Riscos profissionais em anestesiologia

Occupationalhazards in anesthesiology

Alexandre Almeida Guedes

Coordenador do Serviço de Anestesiologia do Hospital Ascomcer, Anestesiologista do HU-CAS (UFJF), da Rede FHEMIG e do Centro de Restauração Plástica, Juiz de Fora, MG - Brasil; Professor da disciplina de anestesiologia da Faculdade de Medicina de Barbacena, Barbacena, MG - Brasil

Endereço para correspondência

Av. Independência, 3.500 Bairro: Cascatinha
Juiz de Fora, MG - Brasil CEP: 36 025-290
Email: alexguedesanest@yahoo.com.br

Instituição: Hospital Ascomcer Juiz de Fora, MG - Brasil

Resumo

Anestesiologistas são submetidos a uma série de riscos ocupacionais em decorrência do local de trabalho e atividade profissional, tais como toxicidade de gases anestésicos, exposição ocupacional a sangue e secreções (risco de doenças infecciosas), alergia ao látex e risco de exposição às radiações ionizantes. Outros riscos envolvem a eletrocussão, fogo e explosão. E novos riscos têm sido identificados: drogadição e burnout. Não é fácil mensurá-los, podendo os mesmos ter sérias consequências para o anestesiologista. A prevenção desses riscos inclui reconhecimento precoce da situação pelos profissionais da equipe, melhora nas condições de trabalho e no reconhecimento profissional.

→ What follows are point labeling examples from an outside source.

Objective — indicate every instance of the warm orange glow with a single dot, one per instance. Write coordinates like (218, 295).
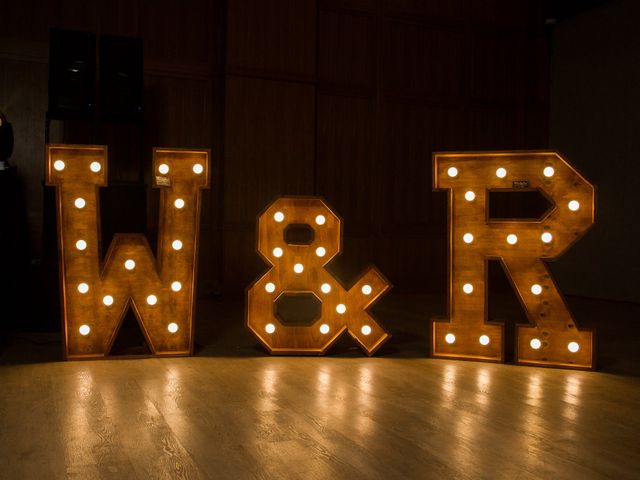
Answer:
(96, 294)
(522, 247)
(300, 269)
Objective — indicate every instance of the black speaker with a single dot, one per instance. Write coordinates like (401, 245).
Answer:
(121, 78)
(72, 74)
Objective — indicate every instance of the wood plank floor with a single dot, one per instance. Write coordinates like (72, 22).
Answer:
(234, 412)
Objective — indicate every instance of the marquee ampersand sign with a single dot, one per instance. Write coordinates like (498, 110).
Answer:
(552, 338)
(299, 269)
(96, 295)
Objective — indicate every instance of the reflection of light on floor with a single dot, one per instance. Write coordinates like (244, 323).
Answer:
(449, 386)
(572, 397)
(483, 380)
(534, 390)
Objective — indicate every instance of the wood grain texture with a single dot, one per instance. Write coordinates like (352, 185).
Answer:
(96, 294)
(234, 413)
(552, 337)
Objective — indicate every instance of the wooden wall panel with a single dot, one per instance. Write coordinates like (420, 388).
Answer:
(275, 37)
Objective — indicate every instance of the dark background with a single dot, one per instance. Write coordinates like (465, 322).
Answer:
(347, 100)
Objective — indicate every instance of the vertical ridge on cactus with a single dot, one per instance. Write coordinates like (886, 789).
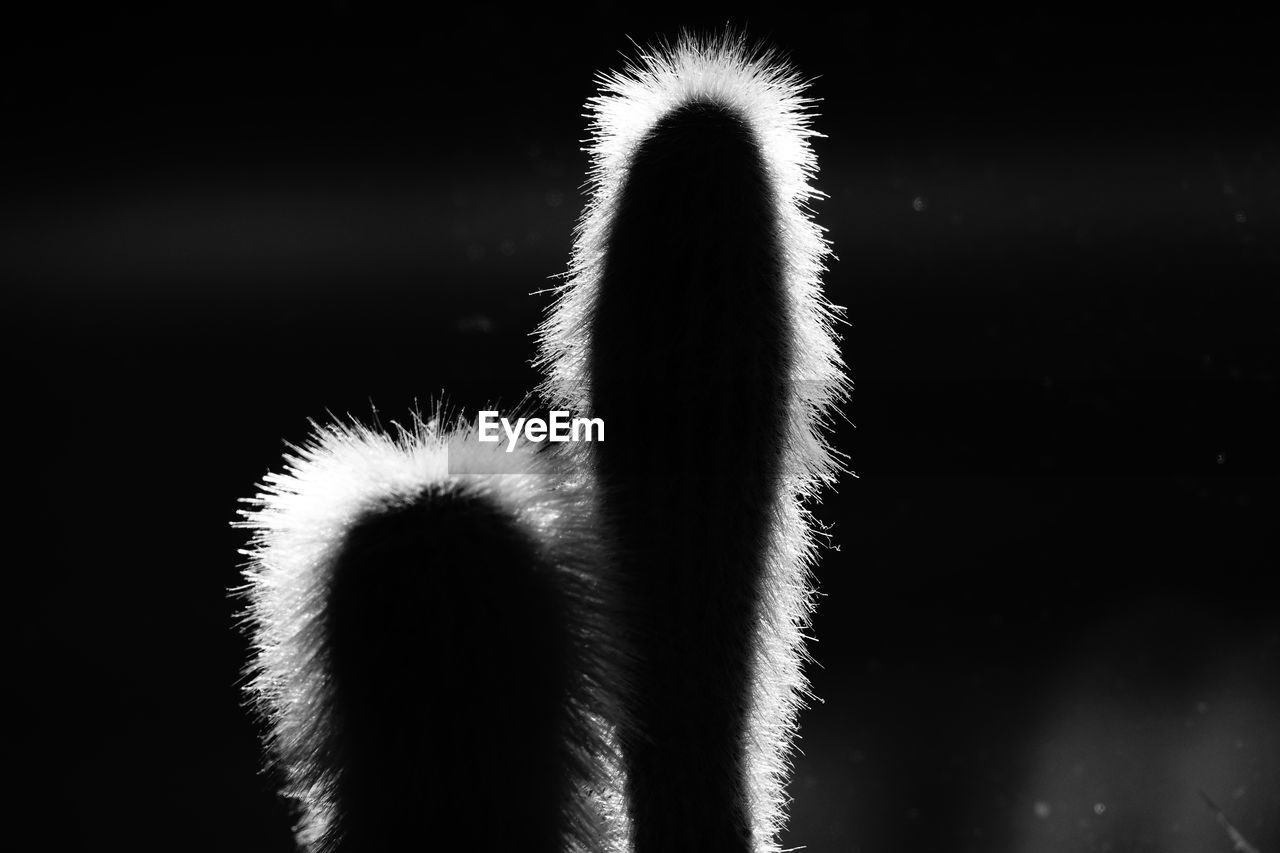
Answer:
(433, 656)
(694, 323)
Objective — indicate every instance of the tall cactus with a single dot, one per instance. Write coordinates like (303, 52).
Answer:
(694, 323)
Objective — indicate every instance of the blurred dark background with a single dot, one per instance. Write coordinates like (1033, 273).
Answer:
(1051, 617)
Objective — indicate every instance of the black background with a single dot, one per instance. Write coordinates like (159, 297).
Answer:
(1050, 620)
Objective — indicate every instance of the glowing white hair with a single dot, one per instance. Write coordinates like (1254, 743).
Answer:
(306, 533)
(768, 95)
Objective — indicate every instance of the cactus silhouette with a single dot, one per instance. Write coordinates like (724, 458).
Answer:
(430, 623)
(613, 630)
(694, 324)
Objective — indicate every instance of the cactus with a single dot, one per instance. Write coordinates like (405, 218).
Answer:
(694, 313)
(597, 647)
(432, 623)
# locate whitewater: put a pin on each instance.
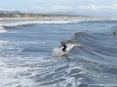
(26, 54)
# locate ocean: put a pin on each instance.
(26, 54)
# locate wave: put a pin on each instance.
(22, 22)
(2, 29)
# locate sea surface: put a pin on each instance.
(26, 54)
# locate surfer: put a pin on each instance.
(63, 43)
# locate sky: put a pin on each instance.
(78, 7)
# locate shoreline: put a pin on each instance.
(14, 21)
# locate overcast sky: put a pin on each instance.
(81, 7)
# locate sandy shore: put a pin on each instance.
(44, 18)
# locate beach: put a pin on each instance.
(27, 58)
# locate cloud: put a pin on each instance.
(55, 8)
(98, 7)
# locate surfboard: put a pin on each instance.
(59, 52)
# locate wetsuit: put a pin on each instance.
(63, 43)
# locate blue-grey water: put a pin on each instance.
(26, 55)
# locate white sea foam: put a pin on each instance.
(2, 29)
(62, 21)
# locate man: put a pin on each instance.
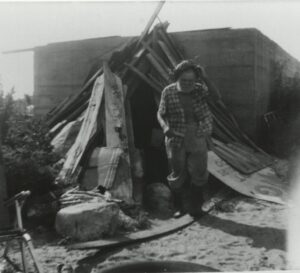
(186, 121)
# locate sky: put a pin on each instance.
(31, 24)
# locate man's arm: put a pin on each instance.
(161, 113)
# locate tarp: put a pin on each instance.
(264, 184)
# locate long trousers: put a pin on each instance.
(188, 161)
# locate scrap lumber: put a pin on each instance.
(158, 67)
(87, 130)
(166, 227)
(151, 20)
(116, 133)
(168, 53)
(263, 184)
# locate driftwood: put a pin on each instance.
(116, 132)
(87, 130)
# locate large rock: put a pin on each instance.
(158, 200)
(88, 221)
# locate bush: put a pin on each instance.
(27, 153)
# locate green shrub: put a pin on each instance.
(27, 153)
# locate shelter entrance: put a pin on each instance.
(148, 136)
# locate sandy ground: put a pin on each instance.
(252, 237)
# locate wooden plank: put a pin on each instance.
(151, 20)
(168, 53)
(4, 216)
(75, 100)
(245, 159)
(116, 133)
(87, 131)
(264, 184)
(157, 230)
(239, 166)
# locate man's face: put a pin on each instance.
(187, 81)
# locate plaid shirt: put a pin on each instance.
(172, 112)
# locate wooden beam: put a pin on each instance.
(151, 20)
(168, 53)
(158, 67)
(167, 227)
(87, 131)
(117, 133)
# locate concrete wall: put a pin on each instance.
(61, 68)
(228, 57)
(239, 61)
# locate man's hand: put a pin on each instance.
(171, 133)
(203, 74)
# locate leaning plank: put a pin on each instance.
(87, 130)
(151, 20)
(158, 67)
(165, 228)
(264, 184)
(116, 133)
(168, 53)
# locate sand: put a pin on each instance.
(251, 237)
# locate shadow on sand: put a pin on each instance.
(269, 238)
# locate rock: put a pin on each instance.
(88, 221)
(158, 200)
(126, 222)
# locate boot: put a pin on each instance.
(179, 210)
(196, 201)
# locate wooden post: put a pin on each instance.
(4, 217)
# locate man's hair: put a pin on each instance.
(184, 66)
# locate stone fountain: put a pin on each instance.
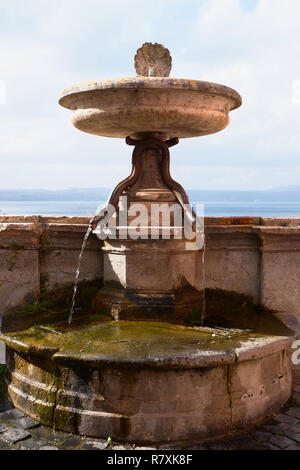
(155, 359)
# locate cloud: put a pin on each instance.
(47, 46)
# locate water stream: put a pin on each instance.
(203, 279)
(77, 274)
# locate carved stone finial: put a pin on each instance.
(153, 60)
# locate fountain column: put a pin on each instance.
(151, 270)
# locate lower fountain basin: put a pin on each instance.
(138, 106)
(147, 382)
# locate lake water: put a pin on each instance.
(88, 208)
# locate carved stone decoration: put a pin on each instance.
(153, 60)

Palavras-chave: Anestesia; Anestesiologia/recursos humanos; Anestesicos/toxicidade; Exposição Ocupacional/prevenção & controle; Condições de Trabalho; Riscos Ocupacionais; Saúde do Trabalhador.

 

INTRODUÇÃO

Não é recente a ideia de que o local de trabalho das pessoas apresenta situações de risco, responsáveis por acidentes e doenças. O ambiente de trabalho, mesmo com os diferentes modelos gerenciais de organização, possui riscos inerentes. Algumas das situações mais comuns de risco à geração de danos associados à produção são expostas na Tabela 1 a seguir1:

 

 

A sala de operações (SO) e diversos outros fatores tornam a prática da anestesiologia uma atividade dotada de diversos agentes agressores. E os estudos confirmam o fato de que o trabalho em centros cirúrgicos é um risco ocupacional.2

O objetivo desta revisão é apresentar as principais características de risco em que a prática da anestesiologia expõe aqueles que se dedicam profissionalmente a ela.

 

EXPOSIÇÃO OCUPACIONAL ÀS RADIAÇÕES

Considerações iniciais

Radiação é uma forma de energia que se propaga de um ponto a outro no espaço (eletromagnética) ou num meio físico, material (mecânica). A utilização de certas radiações na Medicina, com finalidades diagnóstico-terapêuticas, não é recente e tem sido progressivamente mais utilizada.3-5

As radiações podem ser:

Ionizantes: dotadas de alta energia e que transferem esta energia para as partículas que são encontradas em sua trajetória, capazes, assim, de ionizarem, isto é, "arrancarem" elétrons de átomos ou moléculas, produzindo íons e radicais livres, que podem pertencer a partes vitais da célula, tal como o DNA. Exemplos: Raios-X, raios gama, nêutrons e partículas α e β.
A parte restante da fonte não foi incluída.